Was it all to do with sex? I honestly do not think so, though, naturally, given his passionate nature, there were many whispers. He certainly had no end of lady admirers, to put it mildly. They adored him and he seemed totally himself in their company.  He obviously saw them as equals, which annoyed some, and even gave them key promotional roles in his part of the enterprise, which outraged others. People used to wind him up because he was unmarried, but he always seemed pretty reasonable, or rather practical and laid-back, to me, as when the issue about whether I should get married or not came up. I don't think he was gay either, though I might be wrong in this. He certainly had no time for overly-frisky people of any sexuality, gay or straight. Those types, like those who over-indulged in drink or drugs, or anything really, just seemed to show a lack of self-control. How could they be an example to anyone? And they provoked serious jealousies and strife in the community!  In other words, they distracted attention from the single enterprise that should be everybody's main concern. The boss's return.  No, I do not think he had any fear of sex, or of anything, or anybody, for that matter.

These days, of course, everybody wants to say they had always agreed with him. Even the current core team claims to speak with his voice. This is curious, because I can tell you the original team never did come to terms with what they saw as his "cavalier" attitude to what he said were "unimportant" rules. There was a big meeting, and some compromise was cooked up, and a few "red line" issues were laid down to signal the authority of the core team, but otherwise he was to be allowed free-rein in his own territories. These, by then, were, of course, much larger than the home base.  He stuck to the red lines, but only when they served his wider purpose. Others he quietly ignored, which was typical of him, and this really annoyed the leadership. It did not bother him. For a guy who was capable of, shall we say, "adjusting" a fairly clear, explicit instruction from the boss himself, the core team held no fears. Things have developed a lot since then, of course, and I do not see so much of him.  I think the current core team have regained the initiative, and they are more political than he ever was (which is why they - and we-  are still here). Had he approved of all the "clarifications", as they are called, they have been issuing over the years in his name? They certainly sound like him, though some of the tightenings-up sound, well, a bit arbitrary to me. I honestly do not think he would have approved the new restrictions on women, for example, but who am I to say?  We are much bigger now and we have to fit in with the wider society we want to change, so we do not want to cause any unnecessary scandal or feed any prejudices. Look what happened to the boss!

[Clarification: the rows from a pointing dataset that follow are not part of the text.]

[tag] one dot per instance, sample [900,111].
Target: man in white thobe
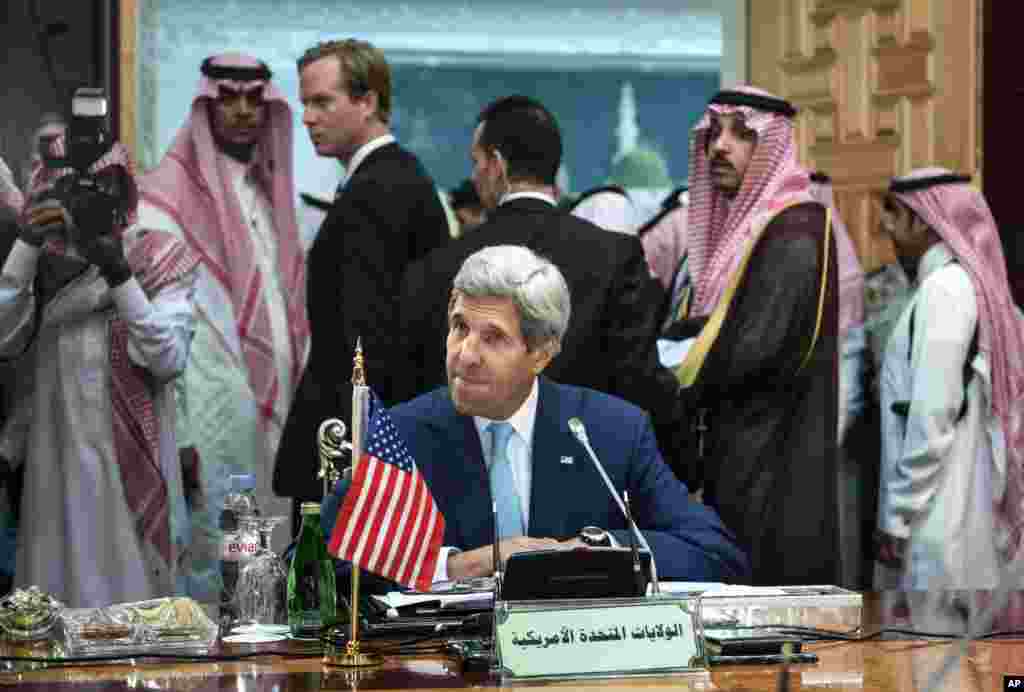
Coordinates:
[98,314]
[949,512]
[225,186]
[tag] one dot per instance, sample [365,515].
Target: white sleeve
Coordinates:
[17,299]
[161,329]
[944,320]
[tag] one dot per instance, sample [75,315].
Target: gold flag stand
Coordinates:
[352,655]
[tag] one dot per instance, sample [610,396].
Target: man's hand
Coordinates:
[42,219]
[107,251]
[480,562]
[890,551]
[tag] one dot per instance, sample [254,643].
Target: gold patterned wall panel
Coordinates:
[884,86]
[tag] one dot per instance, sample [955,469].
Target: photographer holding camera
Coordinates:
[99,314]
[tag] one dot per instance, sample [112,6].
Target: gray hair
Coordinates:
[534,284]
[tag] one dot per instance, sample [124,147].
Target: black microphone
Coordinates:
[578,429]
[637,569]
[497,554]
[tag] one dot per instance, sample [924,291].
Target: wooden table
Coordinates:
[888,665]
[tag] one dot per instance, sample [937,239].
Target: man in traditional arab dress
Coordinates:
[951,496]
[225,186]
[761,299]
[99,310]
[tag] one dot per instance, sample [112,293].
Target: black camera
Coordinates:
[96,202]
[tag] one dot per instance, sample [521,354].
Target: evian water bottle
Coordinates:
[237,545]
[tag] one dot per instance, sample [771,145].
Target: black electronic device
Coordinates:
[589,573]
[726,642]
[96,202]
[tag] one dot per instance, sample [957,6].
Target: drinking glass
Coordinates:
[263,580]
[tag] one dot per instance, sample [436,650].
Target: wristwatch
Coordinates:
[595,537]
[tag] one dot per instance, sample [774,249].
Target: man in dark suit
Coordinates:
[386,214]
[509,312]
[609,345]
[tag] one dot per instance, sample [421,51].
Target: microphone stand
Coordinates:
[637,569]
[499,576]
[578,430]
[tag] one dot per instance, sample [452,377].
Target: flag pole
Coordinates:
[360,404]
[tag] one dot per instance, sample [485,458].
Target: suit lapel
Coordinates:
[556,464]
[471,522]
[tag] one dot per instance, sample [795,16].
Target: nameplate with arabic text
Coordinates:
[605,638]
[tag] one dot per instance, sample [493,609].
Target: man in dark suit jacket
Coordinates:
[387,213]
[610,343]
[509,312]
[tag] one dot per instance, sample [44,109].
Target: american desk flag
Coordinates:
[388,523]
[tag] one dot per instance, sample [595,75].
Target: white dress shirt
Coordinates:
[361,154]
[527,195]
[519,455]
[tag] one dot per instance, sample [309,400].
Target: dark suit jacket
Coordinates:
[566,492]
[610,342]
[388,215]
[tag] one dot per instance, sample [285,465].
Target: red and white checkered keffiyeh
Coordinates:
[194,186]
[719,226]
[958,213]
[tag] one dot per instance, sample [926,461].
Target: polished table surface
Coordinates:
[896,665]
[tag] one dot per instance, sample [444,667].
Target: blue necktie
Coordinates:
[502,482]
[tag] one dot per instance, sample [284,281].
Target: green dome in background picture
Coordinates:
[641,168]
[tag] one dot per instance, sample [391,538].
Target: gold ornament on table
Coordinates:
[352,655]
[332,447]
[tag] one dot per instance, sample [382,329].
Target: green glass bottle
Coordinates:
[312,599]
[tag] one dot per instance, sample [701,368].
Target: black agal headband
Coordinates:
[912,184]
[769,103]
[236,74]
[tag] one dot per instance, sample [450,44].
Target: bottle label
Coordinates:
[236,550]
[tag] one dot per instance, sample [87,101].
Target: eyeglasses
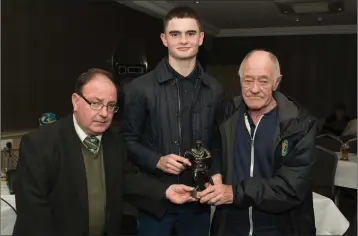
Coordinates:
[98,105]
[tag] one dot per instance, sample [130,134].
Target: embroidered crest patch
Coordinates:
[284,148]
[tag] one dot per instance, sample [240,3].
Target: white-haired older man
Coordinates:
[268,152]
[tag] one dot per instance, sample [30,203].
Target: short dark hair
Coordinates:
[181,13]
[86,77]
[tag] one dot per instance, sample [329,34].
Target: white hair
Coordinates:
[272,57]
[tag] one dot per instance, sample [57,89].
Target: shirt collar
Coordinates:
[81,134]
[192,77]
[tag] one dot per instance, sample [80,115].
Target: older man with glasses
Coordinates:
[74,174]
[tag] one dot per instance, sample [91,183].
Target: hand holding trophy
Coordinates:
[201,161]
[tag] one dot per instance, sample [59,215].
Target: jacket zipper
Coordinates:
[192,106]
[252,157]
[179,123]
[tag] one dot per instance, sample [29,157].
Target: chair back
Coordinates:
[324,170]
[329,142]
[352,145]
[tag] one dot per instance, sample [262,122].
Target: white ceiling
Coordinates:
[256,18]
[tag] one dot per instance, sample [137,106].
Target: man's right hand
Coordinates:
[172,164]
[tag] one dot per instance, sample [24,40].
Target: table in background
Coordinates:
[346,172]
[8,215]
[329,220]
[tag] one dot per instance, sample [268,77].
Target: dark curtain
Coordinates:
[318,70]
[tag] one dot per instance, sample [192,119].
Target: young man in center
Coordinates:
[165,112]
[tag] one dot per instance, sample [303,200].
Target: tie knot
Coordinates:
[91,143]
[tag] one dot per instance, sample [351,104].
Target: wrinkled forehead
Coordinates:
[259,65]
[100,87]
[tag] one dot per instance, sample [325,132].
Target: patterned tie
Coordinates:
[91,144]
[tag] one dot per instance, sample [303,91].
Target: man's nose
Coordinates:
[104,111]
[183,39]
[255,87]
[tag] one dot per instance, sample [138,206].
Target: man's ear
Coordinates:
[201,38]
[277,83]
[75,99]
[164,39]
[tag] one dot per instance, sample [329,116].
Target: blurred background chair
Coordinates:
[324,170]
[329,142]
[352,145]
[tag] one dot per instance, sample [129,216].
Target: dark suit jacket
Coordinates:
[51,197]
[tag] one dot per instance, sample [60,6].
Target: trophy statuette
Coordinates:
[201,160]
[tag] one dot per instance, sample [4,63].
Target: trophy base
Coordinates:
[195,194]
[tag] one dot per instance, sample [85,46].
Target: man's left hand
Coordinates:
[179,194]
[217,194]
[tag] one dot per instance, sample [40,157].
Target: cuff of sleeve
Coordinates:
[238,194]
[153,162]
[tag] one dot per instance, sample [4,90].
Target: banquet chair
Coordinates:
[329,142]
[324,170]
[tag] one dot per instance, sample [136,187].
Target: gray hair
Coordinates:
[272,57]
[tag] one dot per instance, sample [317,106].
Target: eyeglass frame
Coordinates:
[115,108]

Perhaps my bizarre , snub-nosed friend did grow more reactionary in later years, or perhaps sex did cause him more problems than I had thought.  I really doubt it, but, as I said at the beginning, I always have had issues with him, everybody does. Everybody always will. So, Paul, you old Pharisee, when we meet again in some better place, no doubt you will be able to "clarify" some of your more outrageous (reported) comments. How is the boss's hair, for example? So long!